Our data comes in from the field to a server and is organized like this.
.
└── Country/ (Country it is operated in)
└── Deployment_YYYY-MM-DD/ (Deployment Folder)
├── YYYY-MM-01 (first nightly folder of a deployment)
├── YYYY-MM-02 (second...)
└── YYYY-MM-03/
├── DEVICE_YYYY-MM-DD-HH-MM-SS.jpg (Raw Image collected)
├── DEVICE_YYYY-MM-DD-HH-MM-SS.json (Yolo detection with auto-ID)

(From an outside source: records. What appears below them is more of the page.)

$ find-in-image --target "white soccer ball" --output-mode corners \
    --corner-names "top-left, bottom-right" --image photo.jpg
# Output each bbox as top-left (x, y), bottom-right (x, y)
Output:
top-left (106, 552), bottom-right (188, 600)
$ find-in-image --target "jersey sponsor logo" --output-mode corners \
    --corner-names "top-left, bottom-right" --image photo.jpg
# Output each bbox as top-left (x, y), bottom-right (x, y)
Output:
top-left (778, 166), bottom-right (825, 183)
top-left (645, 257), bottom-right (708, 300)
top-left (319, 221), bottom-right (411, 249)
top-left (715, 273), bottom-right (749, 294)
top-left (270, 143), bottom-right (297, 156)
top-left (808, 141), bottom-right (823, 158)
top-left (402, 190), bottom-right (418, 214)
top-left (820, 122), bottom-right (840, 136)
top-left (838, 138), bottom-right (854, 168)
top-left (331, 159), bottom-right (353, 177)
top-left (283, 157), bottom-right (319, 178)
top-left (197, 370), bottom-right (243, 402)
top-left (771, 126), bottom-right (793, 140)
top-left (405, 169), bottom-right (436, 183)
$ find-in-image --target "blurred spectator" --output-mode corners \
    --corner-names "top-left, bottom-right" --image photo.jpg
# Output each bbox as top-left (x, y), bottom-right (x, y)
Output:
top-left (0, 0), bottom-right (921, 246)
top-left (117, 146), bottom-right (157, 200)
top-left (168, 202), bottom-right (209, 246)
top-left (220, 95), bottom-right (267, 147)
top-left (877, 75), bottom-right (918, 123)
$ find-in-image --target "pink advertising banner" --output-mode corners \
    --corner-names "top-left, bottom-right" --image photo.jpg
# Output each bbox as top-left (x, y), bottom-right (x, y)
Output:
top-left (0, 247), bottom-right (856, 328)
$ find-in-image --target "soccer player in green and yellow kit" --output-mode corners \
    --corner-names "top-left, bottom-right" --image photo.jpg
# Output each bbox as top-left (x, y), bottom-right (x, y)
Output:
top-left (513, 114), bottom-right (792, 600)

└── DEVICE_YYYY-MM-DD-HH-MM-SS_metadata.json
Deployment
Each “deployment” is a device left out in the wild somewhere. The deployment has a unique name like this:
AREA_SITE_DEVICE_YYYY-MM-DD
The “Area” is a broad area that a specific field agent tends to work on, like “MtTotumas” The “Site” is a human name for the very specific place you left the Mothbox, like “TreeNearLodge” The “Device” is a unique name that the mothbox calls itself. These are names based off the internal serial number of the raspberry pi on the mothbox meshed with a list we made of Spanish and English verbs,nouns,adjectives, and animal names. Like “FuerteFrog” Then there is a date stamp that marks the first day a mothbox was left out in the field. like 2024-04-30
Nightly Folders
A deployment usually has several nights. Each night is collected in its own folder. The nightly folders are automatically created by the Mothbox and have a basic format:
YYYY-MM-DD
A special note about Mothbox “nights.” Since most of our data collection happens at night, each night for these folders runs from 12:00 pm of the first day it is left out until 11:59am of the next day. In this way images captured at like 3am are considered part of the same night that started 5 hours earlier. This is somewhat similar to the ethiopian time system.
Samples
Each data “sample consists of a set of grouped files.
DEVICE_YYYY-MM-DD-HH-MM-SS.jpg (Raw Image collected)
DEVICE_YYYY-MM-DD-HH-MM-SS_metadata.json
DEVICE_YYYY-MM-DD-HH-MM-SS.json (Labels: Detection Data like Yolo detection and Bioclip-ID)
Raw Photo
The “raw” photos we capture look like this. They are insects on a white background.
Metadata
Next we create a metadata file for each raw photo. This contains information about the sampling like:
- GPS: [lat,lon]
- Person Who Collected it
- Land Use Type
- Type of Mothbox Deployed
- Any additional Data
Detection Data
Finally the data about individual insects is stored in another .json file that has the same name as the original raw photo. This detection data is created by several scripts. First a script (Mothbox_Detect.py) uses a trained Yolo model to detect where there might be interesting creatures present in the image. Its data looks like this when visualized in a program like X-Anylabelling
Then we feed all those detections in another pass to a different script called, Mothbox_ID.py, which uses BioCLIP to automatically ID the different creatures detected. It gives the detections labels based on the taxa it predicts them to be:
Database Editing
Finally there are some remaining scripts that help you open this data in database visualization and editing systems like Voxel51.